Erlendur hizo una mueca.
—No se trae nada al mundo, Eva —dijo Erlendur.
—No, quizá no.
Callaron.
—¿No está siendo un estupendísimo paseo de domingo? —preguntó Eva Lind al fin, mientras miraba a su padre.
Otro coche llegó a poca velocidad por la carretera de Biskupsbrekka y torció en dirección a Lundarreykjadalur. Eran una pareja con dos niños, y la niña, morena, les saludó con la mano desde su asiento infantil en la parte de atrás. Ninguno de los dos devolvió el saludo y la niña se les quedó mirando, decepcionada, hasta que se perdió de vista.

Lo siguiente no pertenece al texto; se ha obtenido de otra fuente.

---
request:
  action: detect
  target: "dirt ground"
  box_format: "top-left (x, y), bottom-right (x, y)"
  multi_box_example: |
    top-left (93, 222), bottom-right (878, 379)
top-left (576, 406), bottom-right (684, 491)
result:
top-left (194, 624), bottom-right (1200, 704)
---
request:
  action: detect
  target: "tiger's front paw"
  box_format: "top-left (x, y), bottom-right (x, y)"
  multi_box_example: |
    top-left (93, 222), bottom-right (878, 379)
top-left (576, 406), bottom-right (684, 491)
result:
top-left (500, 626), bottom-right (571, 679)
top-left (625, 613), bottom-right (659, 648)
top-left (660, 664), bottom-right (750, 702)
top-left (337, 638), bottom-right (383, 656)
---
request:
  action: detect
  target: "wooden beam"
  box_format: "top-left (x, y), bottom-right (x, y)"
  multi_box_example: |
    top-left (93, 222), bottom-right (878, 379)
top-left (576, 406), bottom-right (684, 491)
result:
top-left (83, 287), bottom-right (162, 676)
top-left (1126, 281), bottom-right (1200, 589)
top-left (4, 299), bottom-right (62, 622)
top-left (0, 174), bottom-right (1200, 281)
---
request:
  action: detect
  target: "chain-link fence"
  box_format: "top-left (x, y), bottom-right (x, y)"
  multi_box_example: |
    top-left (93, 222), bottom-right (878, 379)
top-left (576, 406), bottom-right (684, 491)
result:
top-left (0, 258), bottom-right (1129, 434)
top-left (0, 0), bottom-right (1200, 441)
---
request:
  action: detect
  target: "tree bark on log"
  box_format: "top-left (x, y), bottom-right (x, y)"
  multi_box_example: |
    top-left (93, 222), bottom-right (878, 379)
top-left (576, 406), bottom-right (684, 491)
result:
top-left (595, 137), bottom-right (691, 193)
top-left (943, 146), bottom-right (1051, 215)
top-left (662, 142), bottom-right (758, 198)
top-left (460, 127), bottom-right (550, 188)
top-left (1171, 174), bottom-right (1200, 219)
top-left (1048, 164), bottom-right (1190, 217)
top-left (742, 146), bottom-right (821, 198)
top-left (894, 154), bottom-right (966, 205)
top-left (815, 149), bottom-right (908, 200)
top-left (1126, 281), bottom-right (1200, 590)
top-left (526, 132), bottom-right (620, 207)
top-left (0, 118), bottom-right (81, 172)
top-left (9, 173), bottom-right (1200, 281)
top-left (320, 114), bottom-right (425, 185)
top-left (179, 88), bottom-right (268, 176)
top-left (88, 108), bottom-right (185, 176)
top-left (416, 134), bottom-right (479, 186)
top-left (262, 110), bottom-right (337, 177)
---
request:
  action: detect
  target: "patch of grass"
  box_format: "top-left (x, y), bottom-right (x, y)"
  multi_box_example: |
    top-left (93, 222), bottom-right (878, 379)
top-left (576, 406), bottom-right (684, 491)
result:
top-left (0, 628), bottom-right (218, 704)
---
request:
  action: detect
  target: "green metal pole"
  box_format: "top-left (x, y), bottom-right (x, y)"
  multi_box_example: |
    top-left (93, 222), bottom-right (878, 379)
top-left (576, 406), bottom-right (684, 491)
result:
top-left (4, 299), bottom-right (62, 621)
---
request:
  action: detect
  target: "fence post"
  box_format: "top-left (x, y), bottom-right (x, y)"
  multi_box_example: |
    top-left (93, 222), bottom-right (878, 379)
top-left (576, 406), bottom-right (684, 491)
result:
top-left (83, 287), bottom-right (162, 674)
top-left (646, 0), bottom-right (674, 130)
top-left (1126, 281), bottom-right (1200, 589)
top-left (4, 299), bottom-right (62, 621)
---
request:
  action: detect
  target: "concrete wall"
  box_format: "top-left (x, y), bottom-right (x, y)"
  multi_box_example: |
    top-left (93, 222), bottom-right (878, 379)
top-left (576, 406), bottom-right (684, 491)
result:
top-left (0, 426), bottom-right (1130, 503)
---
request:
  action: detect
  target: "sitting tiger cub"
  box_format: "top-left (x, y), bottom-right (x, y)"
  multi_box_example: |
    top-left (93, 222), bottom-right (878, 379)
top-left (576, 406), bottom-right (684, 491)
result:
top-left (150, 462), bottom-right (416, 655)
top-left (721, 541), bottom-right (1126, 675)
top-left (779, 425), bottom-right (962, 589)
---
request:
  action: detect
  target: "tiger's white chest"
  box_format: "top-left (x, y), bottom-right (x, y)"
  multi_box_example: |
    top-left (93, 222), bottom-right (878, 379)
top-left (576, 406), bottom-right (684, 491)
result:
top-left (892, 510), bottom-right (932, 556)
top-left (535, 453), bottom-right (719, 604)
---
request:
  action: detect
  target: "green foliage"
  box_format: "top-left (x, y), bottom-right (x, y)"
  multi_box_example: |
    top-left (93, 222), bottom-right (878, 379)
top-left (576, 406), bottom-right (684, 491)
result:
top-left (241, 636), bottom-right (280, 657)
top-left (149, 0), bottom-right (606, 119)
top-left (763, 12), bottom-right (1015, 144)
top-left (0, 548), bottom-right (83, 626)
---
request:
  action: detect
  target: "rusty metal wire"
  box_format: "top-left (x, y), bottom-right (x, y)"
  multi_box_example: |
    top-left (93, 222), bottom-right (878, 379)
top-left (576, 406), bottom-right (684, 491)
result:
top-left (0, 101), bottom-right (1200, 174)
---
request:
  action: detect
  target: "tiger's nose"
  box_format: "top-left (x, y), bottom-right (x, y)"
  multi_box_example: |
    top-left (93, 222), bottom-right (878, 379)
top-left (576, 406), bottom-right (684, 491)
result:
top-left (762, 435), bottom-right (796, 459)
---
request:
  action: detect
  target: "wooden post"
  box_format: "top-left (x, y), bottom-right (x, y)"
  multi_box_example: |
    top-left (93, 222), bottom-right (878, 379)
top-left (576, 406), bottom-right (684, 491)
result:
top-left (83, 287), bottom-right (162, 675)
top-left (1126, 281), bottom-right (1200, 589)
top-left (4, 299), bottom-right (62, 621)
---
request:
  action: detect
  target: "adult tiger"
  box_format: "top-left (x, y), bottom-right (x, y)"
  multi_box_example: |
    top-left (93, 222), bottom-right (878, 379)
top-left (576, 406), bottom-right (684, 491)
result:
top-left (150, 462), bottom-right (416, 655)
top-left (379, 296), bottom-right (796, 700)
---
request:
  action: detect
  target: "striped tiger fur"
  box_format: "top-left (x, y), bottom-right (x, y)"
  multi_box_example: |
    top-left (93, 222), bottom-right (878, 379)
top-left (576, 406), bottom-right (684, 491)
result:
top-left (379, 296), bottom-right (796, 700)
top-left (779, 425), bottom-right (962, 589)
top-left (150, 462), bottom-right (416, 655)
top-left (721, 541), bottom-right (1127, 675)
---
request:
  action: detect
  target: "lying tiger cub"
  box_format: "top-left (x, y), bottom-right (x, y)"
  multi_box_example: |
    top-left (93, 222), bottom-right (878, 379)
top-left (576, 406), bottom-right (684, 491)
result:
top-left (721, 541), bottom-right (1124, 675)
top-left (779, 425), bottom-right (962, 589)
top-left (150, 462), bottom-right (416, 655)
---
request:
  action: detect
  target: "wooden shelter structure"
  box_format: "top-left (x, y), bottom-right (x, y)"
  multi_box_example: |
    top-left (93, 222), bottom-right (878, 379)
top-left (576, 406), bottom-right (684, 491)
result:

—¿Crees que conseguirás perdonarme algún día? —preguntó Erlendur mirando a su hija.
Eva no respondió, siguió con la mirada fija en el cielo, la cabeza apoyada en las manos, y las piernas cruzadas.
—Ya sé que la gente crea su propio destino —dijo por fin—. Alguien más lista y más fuerte que yo se habría creado otro destino. Alguien habría decidido que vosotros dos no le importabais una mierda. Creo que esa es la única respuesta, en lugar de sentir repugnancia por mí misma.
—Yo nunca pretendí que acabaras odiándote a ti misma. No lo sabía.
—Seguramente, tu padre tampoco pretendió jamás perder a su hijo.
—No. Nunca lo pretendió.
Se marcharon, cruzaron Uxahryggir y bajaron a Lundarreykjadalur y a Borgarfjörður cuando ya estaba oscureciendo. No se detuvieron en ningún otro lago a tomar nada, y la mayor parte del camino la hicieron en silencio. Pasaron por el túnel de Hvalfjörður y bordearon la península de Kjalarnes. Erlendur llevó a su hija hasta la puerta de su casa y se despidieron en la oscuridad.
Había sido un agradable día de lagos, y así se lo dijo Erlendur a Eva. Ella asintió y dijo que tenían que salir más a menudo.
—Si fueron por los lagos cercanos, tienes las mismas posibilidades de encontrarles que de ganar a la lotería.
—Eso me temo —respondió Erlendur.
Estuvieron un rato en silencio. Erlendur pasó la mano por el volante del Ford.
—Somos demasiado iguales, Eva —dijo, escuchando el suave runrún del motor—. Tú y yo. Estamos hechos con el mismo molde.
—¿Eso crees? —preguntó Eva al salir del coche.
—Sí, eso me temo —respondió Erlendur.
Se marchó entonces calle abajo, hacia su casa, pensando en cuántas cosas estaban aún sin resolver entre ellos. Se quedó dormido pensando en que Eva no había respondido a su pregunta de si querría perdonarle. También aquello quedó en silencio aquel día en que fueron de lago en lago en busca de huellas perdidas.